GoPEG: German Observational Multicenter Study of Patients With Fabry Disease Under Enzyme Replacement Therapy With Pegunigalsidase-alfa
Study Details
Study Description
Brief Summary
Pegunigalsidase-alfa may represent an advance in ERT for FD, based on its unique pharmacokinetics and apparent low immunogenicity. The objective of the study is to document long term data on treatment with pegunigalsidase-alfa under "real world" conditions. 60 patients with FD (therapy-naïve or pretreated with agalsidase-alfa or agalsidase-beta) will be recruited in 8 German Fabry centers. The treatment duration/patient will be 2 years. All patients will be followed-up by the above listed Fabry expert centers.

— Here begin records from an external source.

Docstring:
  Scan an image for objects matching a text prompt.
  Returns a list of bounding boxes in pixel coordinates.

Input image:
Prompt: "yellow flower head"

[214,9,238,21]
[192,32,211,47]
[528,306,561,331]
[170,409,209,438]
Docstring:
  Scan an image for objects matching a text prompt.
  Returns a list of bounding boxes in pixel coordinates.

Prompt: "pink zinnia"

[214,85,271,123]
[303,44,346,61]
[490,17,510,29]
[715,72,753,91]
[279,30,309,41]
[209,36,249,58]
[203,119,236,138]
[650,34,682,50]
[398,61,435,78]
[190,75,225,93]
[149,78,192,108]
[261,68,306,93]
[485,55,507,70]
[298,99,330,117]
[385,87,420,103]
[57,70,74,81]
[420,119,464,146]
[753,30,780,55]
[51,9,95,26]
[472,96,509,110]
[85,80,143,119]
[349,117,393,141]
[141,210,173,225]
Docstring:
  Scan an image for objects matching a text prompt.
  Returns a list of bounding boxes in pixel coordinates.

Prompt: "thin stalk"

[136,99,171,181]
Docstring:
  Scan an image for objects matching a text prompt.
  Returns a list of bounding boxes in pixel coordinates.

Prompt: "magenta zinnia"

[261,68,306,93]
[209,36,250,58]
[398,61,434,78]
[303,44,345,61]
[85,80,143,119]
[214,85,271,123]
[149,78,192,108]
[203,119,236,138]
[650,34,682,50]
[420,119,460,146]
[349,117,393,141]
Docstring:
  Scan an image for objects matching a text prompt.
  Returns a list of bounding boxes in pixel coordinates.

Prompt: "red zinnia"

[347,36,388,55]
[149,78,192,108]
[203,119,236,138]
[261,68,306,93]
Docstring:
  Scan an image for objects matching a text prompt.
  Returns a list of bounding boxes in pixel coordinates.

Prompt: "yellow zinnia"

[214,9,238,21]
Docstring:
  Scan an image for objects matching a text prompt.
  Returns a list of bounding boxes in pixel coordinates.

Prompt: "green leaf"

| Condition or Disease | Intervention/Treatment | Phase |
|---|---|---|
Detailed Description
Pegunigalsidase-alfa, a novel PEGylated, covalently crosslinked form of α-galactosidase A developed as enzyme replacement therapy (ERT) for Fabry disease (FD), was designed to increase plasma half-life and reduce immunogenicity, thereby enhancing efficacy compared with available products.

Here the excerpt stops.